The MQM has maintained that in those days it started encouraging its supporters to take up arms to defend themselves from other heavily armed groups that included Pakhtuns, elements of the PPP and later, the Pakhtun-led ANP. The latter then acquired additional weapons to counter the MQM threat.

Today, the ANP’s Karachi chapter is a force of such strength that areas under its control are no-go areas for ‘outsiders’.

Meanwhile, according to the WikiLeaks papers released through this newspaper, the US consulate in Karachi estimates that out of all the armed groups in the city, the MQM has the largest group of around 10,000, with another 25,000 in reserve. If true, this makes it amongst the most potent forces in Karachi.

But despite its electoral clout and armed might, the MQM remains an insecure party. The reason for this lies partially in demographics: while the number of Mohajirs who support it is subject to natural increase, other communities in Karachi such as the Sindhis, Baloch, Pakhtuns and Punjabis are being reinforced by migrants, and in recent times displaced people from the northwest tribal belt, from other parts of the country.

The MQM tried to expand its area of influence and politics beyond ethnic margins, but the integration process has not really gone forward — hampered in part by groups such as the Sindhi nationalists.

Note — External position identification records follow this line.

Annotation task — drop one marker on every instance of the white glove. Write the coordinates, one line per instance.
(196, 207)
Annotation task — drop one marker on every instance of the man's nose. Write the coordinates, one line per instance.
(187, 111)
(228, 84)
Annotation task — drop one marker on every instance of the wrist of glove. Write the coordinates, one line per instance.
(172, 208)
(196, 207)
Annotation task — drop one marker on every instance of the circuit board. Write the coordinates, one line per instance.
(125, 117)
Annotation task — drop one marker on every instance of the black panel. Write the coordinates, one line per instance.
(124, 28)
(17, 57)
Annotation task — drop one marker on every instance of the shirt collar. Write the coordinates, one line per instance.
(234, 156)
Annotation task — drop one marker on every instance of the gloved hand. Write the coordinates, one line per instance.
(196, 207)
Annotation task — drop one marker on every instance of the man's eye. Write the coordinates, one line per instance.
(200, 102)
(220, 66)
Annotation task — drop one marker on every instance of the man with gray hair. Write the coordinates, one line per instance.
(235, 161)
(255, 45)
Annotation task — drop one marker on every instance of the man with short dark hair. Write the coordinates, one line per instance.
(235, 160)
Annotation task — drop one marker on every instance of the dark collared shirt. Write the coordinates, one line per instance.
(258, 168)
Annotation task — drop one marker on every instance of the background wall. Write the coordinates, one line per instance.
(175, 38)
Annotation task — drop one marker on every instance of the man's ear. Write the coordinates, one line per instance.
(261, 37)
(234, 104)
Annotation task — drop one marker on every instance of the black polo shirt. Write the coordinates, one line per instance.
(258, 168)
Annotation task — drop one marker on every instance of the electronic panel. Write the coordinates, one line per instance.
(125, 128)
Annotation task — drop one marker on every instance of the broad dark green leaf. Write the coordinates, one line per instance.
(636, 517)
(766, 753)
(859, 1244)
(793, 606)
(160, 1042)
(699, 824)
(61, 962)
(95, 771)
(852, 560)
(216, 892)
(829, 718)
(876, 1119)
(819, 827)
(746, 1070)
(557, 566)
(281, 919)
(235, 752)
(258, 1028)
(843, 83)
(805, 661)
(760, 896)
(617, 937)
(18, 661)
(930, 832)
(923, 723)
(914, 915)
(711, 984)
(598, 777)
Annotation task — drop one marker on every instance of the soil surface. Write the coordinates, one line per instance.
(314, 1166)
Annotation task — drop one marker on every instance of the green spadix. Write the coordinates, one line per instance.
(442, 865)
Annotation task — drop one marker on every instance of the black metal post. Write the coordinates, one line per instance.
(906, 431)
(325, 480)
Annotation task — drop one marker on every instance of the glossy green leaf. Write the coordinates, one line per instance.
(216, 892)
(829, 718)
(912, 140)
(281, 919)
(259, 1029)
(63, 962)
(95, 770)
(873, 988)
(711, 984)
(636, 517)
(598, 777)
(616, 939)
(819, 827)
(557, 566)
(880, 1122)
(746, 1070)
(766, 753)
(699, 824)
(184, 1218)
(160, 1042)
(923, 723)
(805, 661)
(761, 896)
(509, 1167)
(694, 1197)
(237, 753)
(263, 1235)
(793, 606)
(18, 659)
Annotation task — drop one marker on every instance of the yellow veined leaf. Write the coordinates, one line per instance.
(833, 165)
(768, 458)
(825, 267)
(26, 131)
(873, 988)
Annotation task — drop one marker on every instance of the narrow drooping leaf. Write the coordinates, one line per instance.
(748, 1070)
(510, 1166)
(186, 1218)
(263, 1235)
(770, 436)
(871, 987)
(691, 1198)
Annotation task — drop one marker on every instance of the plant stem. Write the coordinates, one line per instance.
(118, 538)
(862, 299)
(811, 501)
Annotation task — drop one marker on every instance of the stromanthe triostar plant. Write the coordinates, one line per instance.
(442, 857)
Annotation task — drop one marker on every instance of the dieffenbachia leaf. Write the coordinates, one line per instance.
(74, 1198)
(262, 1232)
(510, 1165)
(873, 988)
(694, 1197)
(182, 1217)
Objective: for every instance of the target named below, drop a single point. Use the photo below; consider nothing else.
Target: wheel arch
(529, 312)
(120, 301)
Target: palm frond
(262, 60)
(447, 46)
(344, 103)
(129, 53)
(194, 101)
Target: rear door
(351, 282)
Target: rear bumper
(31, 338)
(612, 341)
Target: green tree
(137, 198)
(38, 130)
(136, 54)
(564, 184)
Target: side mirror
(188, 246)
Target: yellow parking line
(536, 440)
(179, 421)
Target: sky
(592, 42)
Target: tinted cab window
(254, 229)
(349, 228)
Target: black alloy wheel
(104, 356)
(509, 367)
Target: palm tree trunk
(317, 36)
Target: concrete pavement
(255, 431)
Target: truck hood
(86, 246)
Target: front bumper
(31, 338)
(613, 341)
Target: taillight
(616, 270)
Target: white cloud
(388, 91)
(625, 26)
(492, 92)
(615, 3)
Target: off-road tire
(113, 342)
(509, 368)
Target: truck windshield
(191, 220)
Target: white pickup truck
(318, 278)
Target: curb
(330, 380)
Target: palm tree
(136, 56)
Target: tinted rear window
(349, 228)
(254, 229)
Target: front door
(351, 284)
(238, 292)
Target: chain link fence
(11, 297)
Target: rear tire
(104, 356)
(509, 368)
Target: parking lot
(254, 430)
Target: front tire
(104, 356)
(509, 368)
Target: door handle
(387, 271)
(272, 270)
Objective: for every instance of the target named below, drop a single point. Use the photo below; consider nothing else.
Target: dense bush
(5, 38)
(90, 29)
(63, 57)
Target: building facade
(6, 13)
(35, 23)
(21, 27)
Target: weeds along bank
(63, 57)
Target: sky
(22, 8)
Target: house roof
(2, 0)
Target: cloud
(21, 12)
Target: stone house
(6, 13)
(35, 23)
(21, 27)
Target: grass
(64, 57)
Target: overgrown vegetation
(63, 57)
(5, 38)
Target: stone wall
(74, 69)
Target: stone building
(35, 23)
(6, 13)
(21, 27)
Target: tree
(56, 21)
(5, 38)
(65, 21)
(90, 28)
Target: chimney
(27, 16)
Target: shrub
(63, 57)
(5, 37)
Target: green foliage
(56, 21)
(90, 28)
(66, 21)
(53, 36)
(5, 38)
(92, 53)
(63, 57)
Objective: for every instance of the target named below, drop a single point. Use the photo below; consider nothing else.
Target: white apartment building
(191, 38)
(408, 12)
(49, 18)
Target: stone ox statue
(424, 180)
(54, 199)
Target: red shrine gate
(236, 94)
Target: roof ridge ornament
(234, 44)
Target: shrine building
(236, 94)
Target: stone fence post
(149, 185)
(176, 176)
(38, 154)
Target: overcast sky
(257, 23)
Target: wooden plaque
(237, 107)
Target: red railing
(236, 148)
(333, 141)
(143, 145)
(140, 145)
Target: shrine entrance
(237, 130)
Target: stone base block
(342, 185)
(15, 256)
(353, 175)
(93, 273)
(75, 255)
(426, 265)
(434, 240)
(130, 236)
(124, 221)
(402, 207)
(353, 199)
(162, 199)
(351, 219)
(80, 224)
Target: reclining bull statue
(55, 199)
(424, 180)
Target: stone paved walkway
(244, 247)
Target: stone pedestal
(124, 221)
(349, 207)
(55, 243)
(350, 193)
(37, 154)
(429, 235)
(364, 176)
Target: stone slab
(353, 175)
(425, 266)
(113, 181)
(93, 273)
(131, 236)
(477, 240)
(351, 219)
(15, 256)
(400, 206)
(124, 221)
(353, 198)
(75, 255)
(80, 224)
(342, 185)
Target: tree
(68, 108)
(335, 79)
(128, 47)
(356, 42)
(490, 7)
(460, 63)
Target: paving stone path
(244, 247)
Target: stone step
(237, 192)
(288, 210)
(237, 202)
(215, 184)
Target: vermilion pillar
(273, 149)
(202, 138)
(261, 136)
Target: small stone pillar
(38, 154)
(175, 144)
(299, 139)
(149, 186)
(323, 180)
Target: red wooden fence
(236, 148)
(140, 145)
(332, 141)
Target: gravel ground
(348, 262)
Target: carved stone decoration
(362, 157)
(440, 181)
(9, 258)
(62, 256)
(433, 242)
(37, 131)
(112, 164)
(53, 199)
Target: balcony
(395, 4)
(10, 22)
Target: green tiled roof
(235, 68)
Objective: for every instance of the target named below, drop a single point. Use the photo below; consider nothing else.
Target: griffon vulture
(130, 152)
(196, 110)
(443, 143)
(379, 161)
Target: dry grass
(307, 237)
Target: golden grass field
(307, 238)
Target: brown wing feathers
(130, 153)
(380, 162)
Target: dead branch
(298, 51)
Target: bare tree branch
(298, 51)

Yet as the numbers of non-Mohajirs increase, they want more land, opportunities and, above all, greater political representation. To finance their operations, these various political parties and their armed gangs engage in land grabs and extortion on an expanding scale. Many of the battles being fought on Karachi’s streets today are turf wars over the city’s resources.

One of the main complaints the MQM has voiced over the years has been about the lack of jobs for urban youth. But ever since its rise as the city’s biggest political party, it has contributed to acts that have only added to investors’ insecurity.

Logically, one would have thought that as the MQM, the ANP and the PPP were coalition partners in the federal government, they would have been able to hammer out a formula which would allow Mohajirs, Pakhtuns and Sindhis to coexist peacefully.

But sadly, logic is trumped by local ambitions and greed. Whatever the verbose interior minister might say, a single incident can spark off days of violence.

And since these parties are in government, the Karachi police are helpless in cracking down on the criminals who operate with immunity under their flags. As soon as they are arrested, they are released by orders from above. Meanwhile, the death toll keeps mounting: according to the Human Rights Commission of Pakistan, over 1,100 people were gunned down in Karachi in 2011. The way things are going, this number may well be exceeded by this year’s death toll.

Another problem the MQM faces is that it is doomed to be a junior partner in any political arrangement at the federal and provincial levels. Despite its many attempts, it has little support outside urban Sindh where the vast majority of Mohajirs live.

Like any ethnic or sect-based party, it is forced to keep a firm grip over its vote bank; hence the many allegations of the MQM’s strong-arm methods in virtually every election it has contested.

Both the major mainstream parties mistrust the MQM, but must cut deals with it to keep a semblance of peace in Karachi. Even Imran Khan has been forced to accept this harsh political reality. But the MQM’s edifice is precariously balanced.

Ultimately, the MQM’s destiny lies in demography: according to previous census data, the percentage of Mohajirs in Sindh is declining, and is expected to fall below 20 per cent in the next census report. Meanwhile, the ranks of other communities are swelling; in terms of Pakhtuns alone, an estimated one million people have so far relocated to Karachi following the start of the conflict in the north-western parts of the country.

To remain relevant, the MQM must break out of its self-imposed brand of ethnic politics. Above all, it needs to free itself from its image of a violent, out-of-control party seeking narrow political advantage through political blackmail.

And just for the record, I am a Mohajir myself, even though I cringe at having the label applied to me.

The writer is the author of Fatal Faultlines: Pakistan, Islam and the West.